Every type of returner creates a ripple effect- affecting profit margins, carbon emissions, and resource use. Understanding these personas helps retailers design smarter, more sustainable returns strategies that benefit both business and the planet. 

From our research, 74% of shoppers care that their returns are handled in an environmentally friendly way, showing that sustainability-conscious behaviour is already a priority for consumers.  

 

FAQs

Every return creates an environmental footprint: extra transport emissions, additional packaging waste, and resource-heavy processing like cleaning or repackaging. In fashion, reverse logistics alone can account for up to 25% of a retailer’s e-commerce carbon footprint.

We’ve identified seven key return personas:

  1. The Bracketer – orders multiple sizes/colours and sends most back.

  2. The Impulse Buyer – makes emotional purchases they later regret.

  3. The Informed Shopper – returns due to quality or unmet expectations.

  4. The High-Value Loyalist – fewer returns, but higher-impact items.

  5. The Fraudster/Wardrober – buys with no intent to keep.

  6. The Try-Before-You-Buyer – builds returns into their shopping process.

  7. The First-Time Returner – often returns due to sizing or fit uncertainty.

It depends:

  • Bracketers create high-volume returns that multiply packaging and logistics emissions.

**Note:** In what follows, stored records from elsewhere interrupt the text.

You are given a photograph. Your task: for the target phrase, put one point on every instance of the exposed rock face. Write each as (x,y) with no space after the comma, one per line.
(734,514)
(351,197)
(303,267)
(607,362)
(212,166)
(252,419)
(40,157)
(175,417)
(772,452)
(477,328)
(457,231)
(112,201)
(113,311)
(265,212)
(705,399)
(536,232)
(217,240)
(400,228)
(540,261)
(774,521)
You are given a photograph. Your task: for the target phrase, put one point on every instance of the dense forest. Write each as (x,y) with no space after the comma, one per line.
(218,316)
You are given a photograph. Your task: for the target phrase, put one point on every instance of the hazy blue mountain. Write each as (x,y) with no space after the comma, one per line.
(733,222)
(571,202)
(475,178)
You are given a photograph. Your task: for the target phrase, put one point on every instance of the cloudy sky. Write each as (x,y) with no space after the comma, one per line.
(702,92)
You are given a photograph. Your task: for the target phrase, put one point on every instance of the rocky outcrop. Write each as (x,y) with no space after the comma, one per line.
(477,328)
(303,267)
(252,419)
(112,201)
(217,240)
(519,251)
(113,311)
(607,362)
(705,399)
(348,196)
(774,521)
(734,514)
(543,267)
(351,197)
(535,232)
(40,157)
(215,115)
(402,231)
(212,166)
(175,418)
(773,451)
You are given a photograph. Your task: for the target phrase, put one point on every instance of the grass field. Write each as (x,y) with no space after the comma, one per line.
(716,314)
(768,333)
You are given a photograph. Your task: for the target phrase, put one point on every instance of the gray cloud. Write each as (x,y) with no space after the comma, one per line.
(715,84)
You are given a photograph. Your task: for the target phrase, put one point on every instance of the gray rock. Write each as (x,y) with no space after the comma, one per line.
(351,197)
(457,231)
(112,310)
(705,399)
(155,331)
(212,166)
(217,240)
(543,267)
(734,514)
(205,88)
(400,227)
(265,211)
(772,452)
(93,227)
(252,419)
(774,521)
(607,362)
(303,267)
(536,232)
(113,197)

  • Wardrobers/Fraudsters generate waste when items can’t be resold and must be cleaned, liquidated, or even destroyed.

  • Try-Before-You-Buyers normalise multiple shipments per purchase, driving a heavier ongoing footprint.

No. For example, Informed Shoppers tend to return less and provide valuable feedback that helps reduce future returns, while Impulse Buyers fuel overconsumption and waste. Each persona creates different sustainability challenges.

Shoppers can make a big difference by:

  • Checking size guides and reviews before ordering to reduce guesswork.

  • Avoiding “just in case” bracketing (multiple sizes/colours).

  • Pausing before impulse purchases, especially during flash sales.

  • Consolidating orders instead of placing multiple small ones.

  • Choosing eco-friendly return options like local drop-off points.

  • Thinking circular – considering rental, resale, or repair before returning.

Even small changes add up. Building mindful shopping and returning habits reduces waste, cuts emissions, and supports more sustainable retail practices.